The ‘artwork’ is a recoloured photo image of a giraffe – put (quite crudely!) on a simple canvas.
The picture is certainly not to everyone’s taste, and it is the only thing I have like it in my home – but it is absolutely one of my favourites. I love it because every time I walk past it in the conservatory, it makes me smile. It doesn’t matter if I’m having a bad day or if it’s raining outside, the bright colours and the expression on the giraffe’s face always make things seem a little brighter.
As a family, we’ve always liked giraffes – my mum had two giant wooden sculptures of them that sat next to her television for years, and my sister has asked me to include a giraffe on the cake I’ll make for my niece’s christening. Just one of those family quirks!

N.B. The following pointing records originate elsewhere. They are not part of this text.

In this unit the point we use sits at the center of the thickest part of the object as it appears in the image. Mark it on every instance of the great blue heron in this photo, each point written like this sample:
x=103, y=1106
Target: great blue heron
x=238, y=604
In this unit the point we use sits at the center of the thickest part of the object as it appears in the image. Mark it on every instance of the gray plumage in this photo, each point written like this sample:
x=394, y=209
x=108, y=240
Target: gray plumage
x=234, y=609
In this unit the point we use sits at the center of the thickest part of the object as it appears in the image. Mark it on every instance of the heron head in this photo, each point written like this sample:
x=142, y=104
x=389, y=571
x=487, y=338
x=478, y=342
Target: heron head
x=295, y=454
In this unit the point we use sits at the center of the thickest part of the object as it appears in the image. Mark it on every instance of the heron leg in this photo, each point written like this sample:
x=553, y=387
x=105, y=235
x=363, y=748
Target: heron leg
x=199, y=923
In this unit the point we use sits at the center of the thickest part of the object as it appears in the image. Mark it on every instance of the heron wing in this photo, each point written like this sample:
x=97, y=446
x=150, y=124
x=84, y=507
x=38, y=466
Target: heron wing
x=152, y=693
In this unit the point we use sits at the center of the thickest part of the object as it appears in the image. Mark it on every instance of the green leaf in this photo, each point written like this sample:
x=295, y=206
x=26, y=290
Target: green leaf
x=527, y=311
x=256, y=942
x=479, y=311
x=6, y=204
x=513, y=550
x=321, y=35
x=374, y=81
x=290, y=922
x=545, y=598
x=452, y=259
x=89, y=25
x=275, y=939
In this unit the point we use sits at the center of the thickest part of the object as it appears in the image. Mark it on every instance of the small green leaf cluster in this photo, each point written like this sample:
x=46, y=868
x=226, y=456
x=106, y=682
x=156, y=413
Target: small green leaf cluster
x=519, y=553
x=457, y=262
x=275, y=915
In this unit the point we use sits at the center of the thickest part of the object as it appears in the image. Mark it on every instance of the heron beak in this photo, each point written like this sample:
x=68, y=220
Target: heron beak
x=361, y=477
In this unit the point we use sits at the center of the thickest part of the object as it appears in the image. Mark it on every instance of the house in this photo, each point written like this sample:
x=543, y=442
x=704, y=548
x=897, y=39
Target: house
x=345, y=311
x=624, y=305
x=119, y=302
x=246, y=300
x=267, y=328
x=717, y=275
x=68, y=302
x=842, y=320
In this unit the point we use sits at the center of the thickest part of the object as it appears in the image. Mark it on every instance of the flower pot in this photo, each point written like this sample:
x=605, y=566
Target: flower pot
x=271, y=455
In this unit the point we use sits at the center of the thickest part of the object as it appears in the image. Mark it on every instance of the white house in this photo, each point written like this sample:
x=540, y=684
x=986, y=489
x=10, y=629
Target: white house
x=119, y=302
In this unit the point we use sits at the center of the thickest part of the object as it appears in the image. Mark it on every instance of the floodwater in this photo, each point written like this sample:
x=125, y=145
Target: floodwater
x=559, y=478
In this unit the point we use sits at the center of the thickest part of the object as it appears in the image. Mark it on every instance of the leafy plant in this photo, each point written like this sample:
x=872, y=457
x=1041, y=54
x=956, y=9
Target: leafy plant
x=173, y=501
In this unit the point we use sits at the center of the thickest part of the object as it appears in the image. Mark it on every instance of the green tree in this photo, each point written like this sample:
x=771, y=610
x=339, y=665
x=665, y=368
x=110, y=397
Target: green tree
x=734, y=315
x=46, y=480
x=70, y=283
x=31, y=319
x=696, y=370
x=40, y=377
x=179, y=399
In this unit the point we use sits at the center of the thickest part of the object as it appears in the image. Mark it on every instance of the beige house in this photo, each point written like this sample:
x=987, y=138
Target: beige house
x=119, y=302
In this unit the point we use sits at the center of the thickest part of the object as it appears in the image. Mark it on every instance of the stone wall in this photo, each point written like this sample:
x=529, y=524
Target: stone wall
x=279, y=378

Although it is an inexpensive piece of art, Geoffry, as he’s become affectionately known, was bought for me by my mum at a difficult point in my life – he was hung on the wall of my first home and, even though he is looking a little ragged around the edges, has hung everywhere I’ve lived ever since. It reminds me that, no matter how dull things are some days, there is always something to smile about.
Real life giraffes do not come in these colours. The artist has recoloured the animal in a surprising way in order to provoke a response from the viewer. When beginning a new piece of observational art, the artist can choose one of two paths – to represent the subject exactly as it is (portraiture or photo realism) or to change it completely like in abstract or surreal art. The giraffe picture is closer to what’s known as pop art. Find a colouring sheet online or in a book (or draw something yourself) and colour it in – wrongly. Use bright colours, opposite colours or just shades of the same one colour and notice how the colouring makes you and your family respond.